In many provinces this funding is devoted entirely to children's dental programs, and in many cases there have been cutbacks to these programs but at least some level of coverage remains for children. Not so, unfortunately, for seniors. There are exceptions. Alberta is showing some leadership in this area, but for the most part only limited public funding goes to maintaining oral health beyond retirement. We have just learned of a new development that will only make matters worse.
According to a recent survey by Mercer Human Resource Consulting, many Canadian employers have cut or plan to cut their post-retirement non-pension benefits, including dental coverage. Eighteen percent report already having done so, while 25% are considering such a change. This is not good news for retired people. Having insurance is often a main predictor in how often a person visits the dentist. We also know that Canada is entering a period of accelerated population aging that will see the share of seniors, age 65 and over, increase from 13% in 2005 to 23% in the year 2031, and that's a lot of growth in a potentially uninsured population.
I'm sure you will be happy to hear that we have a suggestion. It would be premature to call it a solution, but we certainly feel it's a step in the right direction. The idea is for the government to create a process that would allow a tax incentive for people to put away funds earmarked for health spending. This would include any legitimate health expense not covered under provincial health plans--dentistry, of course, but also perhaps prescription drugs, home care, and the like.
At CDA we are referring to this fund as a personal wellness investment fund, or PWIF. You may hear similar suggestions from other groups under different names with a slightly different focus. Our brief that was circulated earlier, and another copy today, lays out a few possibilities for how this PWIF fund might work. Essentially, we see it as an RRSP or RESP-like entity. Individuals with the registered fund can make contributions to it during their working years, either out of pre-tax dollars or post-tax dollars with a government top-up. Those funds would remain dedicated for health care spending, presumably post-retirement and in the absence of an applicable insurance plan.

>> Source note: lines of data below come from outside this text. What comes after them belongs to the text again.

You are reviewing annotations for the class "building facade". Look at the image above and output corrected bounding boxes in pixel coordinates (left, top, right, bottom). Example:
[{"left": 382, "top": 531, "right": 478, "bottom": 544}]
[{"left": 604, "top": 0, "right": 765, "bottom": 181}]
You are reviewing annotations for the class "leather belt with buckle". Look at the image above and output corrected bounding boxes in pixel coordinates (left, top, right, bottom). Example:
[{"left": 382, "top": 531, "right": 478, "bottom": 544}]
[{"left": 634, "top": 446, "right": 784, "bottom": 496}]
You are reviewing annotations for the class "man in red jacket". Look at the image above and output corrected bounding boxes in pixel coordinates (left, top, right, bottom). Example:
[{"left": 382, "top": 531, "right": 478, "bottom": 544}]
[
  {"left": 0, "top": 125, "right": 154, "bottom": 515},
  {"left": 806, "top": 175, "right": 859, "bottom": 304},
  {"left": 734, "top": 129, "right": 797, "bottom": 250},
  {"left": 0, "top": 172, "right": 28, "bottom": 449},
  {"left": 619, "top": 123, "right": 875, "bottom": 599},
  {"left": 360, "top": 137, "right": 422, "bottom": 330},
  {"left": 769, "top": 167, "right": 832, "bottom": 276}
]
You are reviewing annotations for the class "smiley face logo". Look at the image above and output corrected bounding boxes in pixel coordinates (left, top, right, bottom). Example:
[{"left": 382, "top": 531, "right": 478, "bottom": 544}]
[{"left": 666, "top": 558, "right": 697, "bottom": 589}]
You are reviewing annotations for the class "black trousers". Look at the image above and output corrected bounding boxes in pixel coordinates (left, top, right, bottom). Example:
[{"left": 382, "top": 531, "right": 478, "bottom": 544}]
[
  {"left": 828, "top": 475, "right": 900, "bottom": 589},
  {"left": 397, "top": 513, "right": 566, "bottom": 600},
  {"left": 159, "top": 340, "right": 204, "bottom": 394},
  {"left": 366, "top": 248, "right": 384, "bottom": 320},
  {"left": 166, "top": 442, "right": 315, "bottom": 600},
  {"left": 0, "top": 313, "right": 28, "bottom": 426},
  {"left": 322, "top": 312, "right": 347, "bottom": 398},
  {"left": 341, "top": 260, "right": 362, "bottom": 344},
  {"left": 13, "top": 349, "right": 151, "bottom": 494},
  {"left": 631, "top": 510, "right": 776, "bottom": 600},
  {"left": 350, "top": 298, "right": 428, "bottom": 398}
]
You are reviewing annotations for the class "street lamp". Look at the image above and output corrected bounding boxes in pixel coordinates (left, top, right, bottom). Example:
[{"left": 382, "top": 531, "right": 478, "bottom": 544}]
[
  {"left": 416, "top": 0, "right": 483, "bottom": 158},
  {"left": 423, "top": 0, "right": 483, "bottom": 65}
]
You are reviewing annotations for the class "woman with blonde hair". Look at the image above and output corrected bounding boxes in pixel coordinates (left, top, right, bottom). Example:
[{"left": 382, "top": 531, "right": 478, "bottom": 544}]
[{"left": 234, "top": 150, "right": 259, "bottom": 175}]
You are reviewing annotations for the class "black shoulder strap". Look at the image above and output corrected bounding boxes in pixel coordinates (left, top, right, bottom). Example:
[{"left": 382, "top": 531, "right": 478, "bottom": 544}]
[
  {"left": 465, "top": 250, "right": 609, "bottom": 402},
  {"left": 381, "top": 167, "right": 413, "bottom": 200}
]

Some might say that the fabric is already stretched thin. How are people going to put away for RRSPs, RESPs, and PWIFs, all at the same time. As we see it, RESP contributions for most people will incur in the early part of their working lives, and, by contrast, the PWIF will probably appeal more to those whose children have left the nest. It could work out quite nicely from both a household spending and government planning perspective. At the time that RRSP contributions draw to a close, a similar amount of money could simply be switched over to a PWIF contribution. It is still early days for the idea, and we're not suggesting it would be a cure-all, but it is well worth considering fully.
Our brief goes on to mention a number of other important issues, including funding for dental education, and also one of our traditional issues, that is, recommendations aimed at improving oral health for first nations people. We want to thank Health Canada for some recent improvements to the First Nations and Inuit Health Branch non-insured health benefits program, but we also realize that there's still some work to be done there.
Thank you very much for your time today, and I look forward to answering any questions.